Tag Archives: Stateline

‘Stateline,’ by Dave Stanton

Dan Reno (pronounced Renno) is a maintenance alcoholic who works for a detective agency whose penny-pinching owner he despises. But he gets along well enough with his ex-wife to be invited to a family wedding, that of one of her relations to the son of a business tycoon in Reno (the town). The wedding never happens though, because the groom is murdered the night before, during the bachelor party. His grieving father hires Dan on the spot to find out who’s responsible. $100,000 to identify the killer, then leave the rest to him.

Dan takes the job, and gradually learns that the dead man was not the person people thought he was. He had been involved with some very unsavory, dangerous people, and Dan is soon struggling to save his life – and that of his cop friend Cody, who comes to help him – in the dangerous mountain country around Reno. Organized crime and corrupt cops both want them to back off, and are willing to kill them if they don’t get the hint.

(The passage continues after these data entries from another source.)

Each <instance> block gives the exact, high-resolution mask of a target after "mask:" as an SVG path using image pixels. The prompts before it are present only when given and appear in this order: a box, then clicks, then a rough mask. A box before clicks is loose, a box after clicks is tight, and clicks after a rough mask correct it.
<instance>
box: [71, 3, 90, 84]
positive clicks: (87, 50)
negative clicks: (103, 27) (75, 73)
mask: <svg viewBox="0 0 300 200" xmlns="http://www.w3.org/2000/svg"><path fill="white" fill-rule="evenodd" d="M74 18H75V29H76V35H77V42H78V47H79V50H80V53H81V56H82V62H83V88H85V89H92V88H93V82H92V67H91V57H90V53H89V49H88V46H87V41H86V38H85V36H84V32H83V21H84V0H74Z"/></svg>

That’s the premise of Stateline, a throwback to classic hardboiled formulas in a contemporary setting. The book grew on me. Dan seems a little sleazy at the beginning of the story, but as we get to know him he displays some decent qualities, especially in his treatment of women. I grew to like him. The book, in spite of all the vice it describes, has a moral center.

The writing in Stateline is sometimes spotty. I was put off by some infelicities in the style. But it wasn’t bad enough to make me delete the book from my Kindle unfinished (it’s free for Kindle, at least this month). I might mention that I’m reading the sequel now, and the quality of the prose has improved.

Not a bad novel. Cautions are in order for language, drugs, sexual situations, and some serious violence.